First, use the imf_databases
method to get a full list of databases. Select a database of interest, and then use imf_parameter_defs
to see a short list of parameters that can be used to query it. For a complete list of the values that each parameter can take, use imf_parameters
to get a list (in R) or a dict (in Python) of dataframes for each parameter. Finally, supply your parameters as arguments to imf_dataset
to get a data frame of the series you want. For full instructions, I refer you to the READMEs on the Github repos linked above.
Example project
To illustrate how to request data from one of the more complex databases, we’ll take a look at the “Balance of Payments” database using imfp
in Python:
import imfp
df = imfp.imf_databases()
df[df['description'].str.contains("Balance of Payments")]
We find that there are in fact a whole bunch of Balance of Payments databases, but for our purposes we’ll just take the main one, with input_code
‘BOP’.
Next, we’ll get the parameters for this database:
params = imfp.imf_parameters('BOP')
params.keys()
Running params.keys()
tells us that the parameter names for this database are ‘freq’, ‘ref_area’, and ‘indicator’. For each key, the params dict contains a data frame of valid values. We can view each data frame with the View
function we defined above:
View(params['freq'])
View(params['ref_area'])
View(params['indicator'])
In the `indicator` data frame we find over 6,000 rows. Let’s assume we’re only interested in rows that report “Totals”. That lets us narrow things down a bit:
View(params['indicator'][params['indicator']['description'].str.contains('Total')])

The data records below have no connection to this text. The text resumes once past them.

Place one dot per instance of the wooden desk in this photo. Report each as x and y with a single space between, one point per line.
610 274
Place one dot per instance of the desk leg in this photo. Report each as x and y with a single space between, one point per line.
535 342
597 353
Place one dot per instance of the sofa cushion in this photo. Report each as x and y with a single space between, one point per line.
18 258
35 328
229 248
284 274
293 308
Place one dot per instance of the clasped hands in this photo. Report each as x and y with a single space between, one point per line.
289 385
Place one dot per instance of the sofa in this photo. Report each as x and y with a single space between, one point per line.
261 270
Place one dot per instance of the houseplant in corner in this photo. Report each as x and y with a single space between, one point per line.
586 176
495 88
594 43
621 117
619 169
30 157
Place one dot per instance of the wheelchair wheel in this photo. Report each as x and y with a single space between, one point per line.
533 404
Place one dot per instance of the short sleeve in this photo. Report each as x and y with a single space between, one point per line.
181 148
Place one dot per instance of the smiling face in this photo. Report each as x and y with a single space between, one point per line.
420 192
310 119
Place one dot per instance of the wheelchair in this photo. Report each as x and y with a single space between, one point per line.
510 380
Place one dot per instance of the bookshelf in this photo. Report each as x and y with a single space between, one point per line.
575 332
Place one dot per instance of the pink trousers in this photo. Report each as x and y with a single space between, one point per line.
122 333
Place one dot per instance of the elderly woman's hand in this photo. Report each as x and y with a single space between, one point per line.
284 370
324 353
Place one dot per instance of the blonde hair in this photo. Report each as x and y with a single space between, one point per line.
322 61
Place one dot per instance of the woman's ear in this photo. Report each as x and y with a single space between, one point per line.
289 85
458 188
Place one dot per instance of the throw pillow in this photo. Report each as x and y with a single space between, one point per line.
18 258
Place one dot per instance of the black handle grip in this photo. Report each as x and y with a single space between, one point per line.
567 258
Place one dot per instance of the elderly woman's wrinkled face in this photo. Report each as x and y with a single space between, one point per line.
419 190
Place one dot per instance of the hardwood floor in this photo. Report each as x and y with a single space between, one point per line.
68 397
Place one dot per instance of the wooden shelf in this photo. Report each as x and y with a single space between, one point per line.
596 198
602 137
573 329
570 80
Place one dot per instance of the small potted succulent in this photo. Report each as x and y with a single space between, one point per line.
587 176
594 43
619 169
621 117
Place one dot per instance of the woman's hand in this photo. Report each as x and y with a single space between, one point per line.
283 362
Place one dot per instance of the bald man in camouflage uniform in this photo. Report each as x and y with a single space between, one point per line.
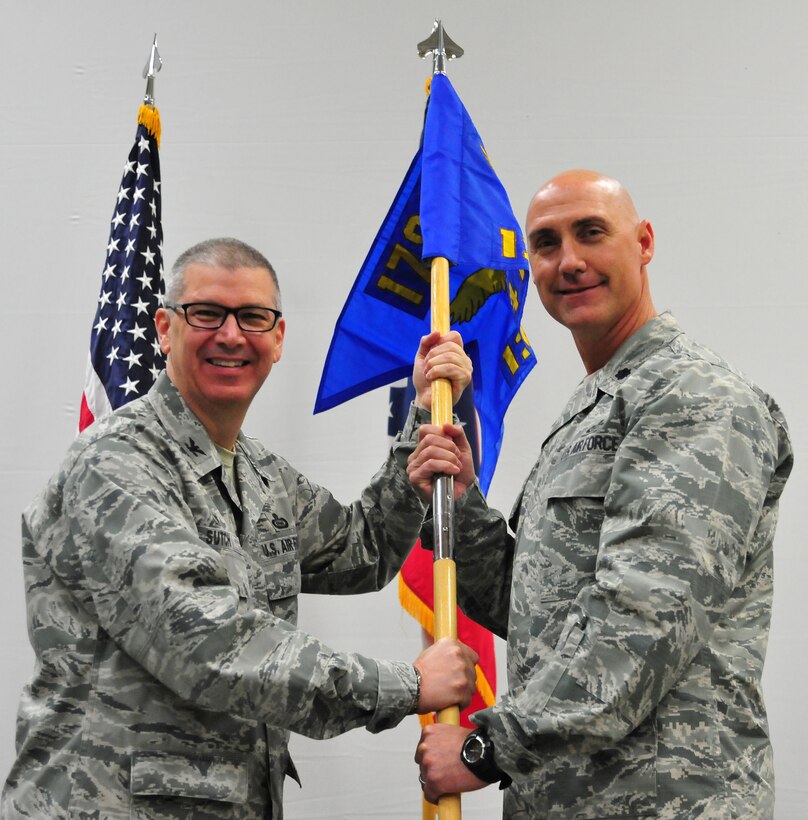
633 580
162 566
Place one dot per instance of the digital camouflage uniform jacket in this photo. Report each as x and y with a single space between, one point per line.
162 608
636 593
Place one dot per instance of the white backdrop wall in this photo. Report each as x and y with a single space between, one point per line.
290 125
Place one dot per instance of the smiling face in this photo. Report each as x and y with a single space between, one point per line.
218 372
588 253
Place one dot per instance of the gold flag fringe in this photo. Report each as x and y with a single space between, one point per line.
150 118
415 607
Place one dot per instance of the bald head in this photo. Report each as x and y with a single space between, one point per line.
588 252
584 183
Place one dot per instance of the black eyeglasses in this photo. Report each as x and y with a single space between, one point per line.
210 316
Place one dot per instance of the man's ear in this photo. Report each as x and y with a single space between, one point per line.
279 330
646 239
162 321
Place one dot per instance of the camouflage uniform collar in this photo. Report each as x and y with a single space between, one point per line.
182 425
654 334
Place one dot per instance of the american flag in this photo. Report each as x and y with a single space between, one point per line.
125 356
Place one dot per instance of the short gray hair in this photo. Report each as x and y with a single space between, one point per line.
223 252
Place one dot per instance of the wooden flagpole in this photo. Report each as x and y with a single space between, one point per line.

You’ll want to do this for each parameter, but let’s skip ahead and assume we’ve looked at the data frames and manually picked out the codes we want. We want to look at annual data for the US and Brazil, and we want the net capital account and net current account in US dollars.
(Sidenote here for the uninitiated. Capital account is the net flow of investment transaction into an economy. Current account is net income from imports and exports. Together, these are the two main components of balance of payments.)
With parameter codes in hand, we craft our queries and make our database requests:
cur_acc = imfp.imf_dataset(database_id='BOP',freq='A',indicator='BK_BP6_USD',ref_area=['US','BR'])
cap_acc = imfp.imf_dataset(database_id='BOP',freq='A',indicator='BCA_BP6_USD',ref_area=['US','BR'])
We can get a quick glimpse of what the capital account data frame looks like with data.head()
:
For our purposes, we are primarily interested in the obs_value
and time_period
columns. We’ll also need ref_area
to distinguish between US data and Brazil data. Note that the unit_mult
column tells us that our obs_value
s are reported in millions. (The ‘6’ tells us to multiply by 1e6, or add 6 zeroes to our obs_value
.)
All entries are received in string format, so for plotting we have to convert to numeric or datetime. We also divide by a thousand to convert from millions to billions.
cur_acc['time_period'] = cur_acc['time_period'].astype(int)
cur_acc['obs_value'] = cur_acc['obs_value'].astype(float)
cur_acc['obs_value'] = cur_acc['obs_value'] / 1e3
cap_acc['time_period'] = cap_acc['time_period'].astype(int)
cap_acc['obs_value'] = cap_acc['obs_value'].astype(float)
cap_acc['obs_value'] = cap_acc['obs_value'] / 1e3
And finally, we plot the capital account data using the seaborn
package, with each ref_area
represented by a different hue:
sns.lineplot(data=data, x='time_period', y='obs_value', hue='ref_area')
This gives us the following lovely plot, showing the US’s rather large capital account deficit (i.e. net loss of investment) and the more modest deficit for Brazil.
Similarly, we plot the current account balance and find the US mostly running deficits, while Brazil recently ran a surplus:
Of course, for a serious analysis, you’d want to normalize to the size of a country’s economy for a side-by-side comparison like this.
As your homework assignment, you can download imfp
or imfr
and go find that statistic in the International Financial Statistics database, database_id ‘IFS’. (Or, to make things even more interesting, import the fredapi
library and combine the IMF balance of payments data with the GDP series from FRED.)